How do I know when my cat needs it’s teeth cleaned and what can I do to delay my vet anaesthetising my cat to clean it’s teeth?

Maintaining your cat's oral health is critical for their overall wellbeing. Dental issues, including gingivitis and periodontal disease, are common in cats, and if left untreated, can progress to serious conditions that can affect more than just the mouth. It's crucial to identify and address dental health issues early on.

Here are some detailed signs and symptoms indicating that your cat might need dental care:

1. **Bad Breath**: Every cat has its unique breath odor. However, a significant change or particularly foul smell might be the first sign of oral disease, caused by bacteria accumulating in the mouth.

2. **Changes in Eating or Chewing Habits**: If your cat begins to eat less, avoids hard foods, or alters its chewing behavior (such as favoring one side), these changes might indicate oral discomfort or pain from dental issues.

3. **Drooling or Dropping Food from the Mouth**: Excessive drooling or saliva dripping from your cat's mouth might be a sign of dental disease. This could indicate difficulty chewing, pain, or an oral infection. If your cat drops food while eating, this might also point towards oral discomfort.

4. **Loss of Appetite or Weight Loss**: If your cat begins to eat less than usual or loses weight, these might be indicators of various health problems, including dental disease. Oral discomfort can make eating challenging, leading to a decrease in food intake and subsequent weight loss.

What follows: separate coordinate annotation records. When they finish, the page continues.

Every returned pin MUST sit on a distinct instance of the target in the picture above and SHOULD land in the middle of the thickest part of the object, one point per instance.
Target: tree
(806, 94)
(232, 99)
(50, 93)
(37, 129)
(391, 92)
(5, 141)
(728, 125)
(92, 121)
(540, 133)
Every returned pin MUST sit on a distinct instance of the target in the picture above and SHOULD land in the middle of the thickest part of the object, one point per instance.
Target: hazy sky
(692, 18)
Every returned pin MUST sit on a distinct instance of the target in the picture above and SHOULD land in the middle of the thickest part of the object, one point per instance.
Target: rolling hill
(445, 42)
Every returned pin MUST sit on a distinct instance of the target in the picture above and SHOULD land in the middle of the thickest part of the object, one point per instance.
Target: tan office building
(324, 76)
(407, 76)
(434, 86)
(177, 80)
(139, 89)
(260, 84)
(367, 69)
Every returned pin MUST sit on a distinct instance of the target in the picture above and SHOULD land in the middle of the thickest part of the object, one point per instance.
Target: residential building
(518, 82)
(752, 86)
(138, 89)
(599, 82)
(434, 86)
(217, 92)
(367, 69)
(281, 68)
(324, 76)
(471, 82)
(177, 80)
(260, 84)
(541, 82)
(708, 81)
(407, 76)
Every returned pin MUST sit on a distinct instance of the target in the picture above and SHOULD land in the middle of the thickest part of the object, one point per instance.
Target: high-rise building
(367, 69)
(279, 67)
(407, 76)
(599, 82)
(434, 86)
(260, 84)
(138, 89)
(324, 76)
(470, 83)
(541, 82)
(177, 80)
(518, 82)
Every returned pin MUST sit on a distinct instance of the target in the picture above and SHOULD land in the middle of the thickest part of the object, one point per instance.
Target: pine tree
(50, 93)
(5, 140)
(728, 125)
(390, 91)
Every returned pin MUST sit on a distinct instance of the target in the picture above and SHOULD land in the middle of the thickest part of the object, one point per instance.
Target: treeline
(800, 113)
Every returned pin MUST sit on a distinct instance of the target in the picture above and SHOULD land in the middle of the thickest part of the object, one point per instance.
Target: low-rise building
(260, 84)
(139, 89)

5. **Pawing at the Mouth or Face**: Cats may paw at their faces or mouths due to discomfort or pain, so this behavior might indicate the presence of dental problems.

6. **Visible Changes in the Mouth**: Changes in your cat's mouth, such as discolored (yellow or brown) teeth, inflamed or bleeding gums, visible tartar buildup, fractured or missing teeth, or sores in the mouth might indicate dental disease. If your cat has gingivitis, a common dental issue, the gums may appear red or inflamed, typically starting at the gum line and possibly spreading further. The gums might also appear swollen, bleed easily (especially when touched or during brushing), or even recede, making the teeth appear longer. Blood spots on a toothbrush or chew toy, or blood-tinged saliva when your cat yawns or opens its mouth wide can also be signs of gingivitis.

7. **Behavioral Changes**: Changes in your cat's behavior, such as becoming less social, appearing depressed, or becoming more irritable or aggressive, might indicate oral discomfort or disease.

If you observe any of these signs, it's important to schedule a visit with your vet, who can perform a full oral examination and, if necessary, a professional teeth cleaning under anesthesia.

To prevent dental disease, it's crucial to establish a regular at-home dental care routine. This should include:

1. Brushing your cat's teeth daily with a pet-friendly toothpaste.

2. Providing dental hygiene chews or toys to help clean your cat's teeth as they chew.

3. Using oral rinses or water additives recommended by your vet to help maintain oral hygiene.

Regular veterinary check-ups are an essential part of maintaining your cat's oral health and ensuring that potential issues are detected early. Remember, it's easier to prevent dental disease than to treat it. Despite the best preventative care, some cats may be more prone to dental disease due to factors such as breed, age, diet, and individual health conditions, making regular vet check-ups crucial for early detection and treatment.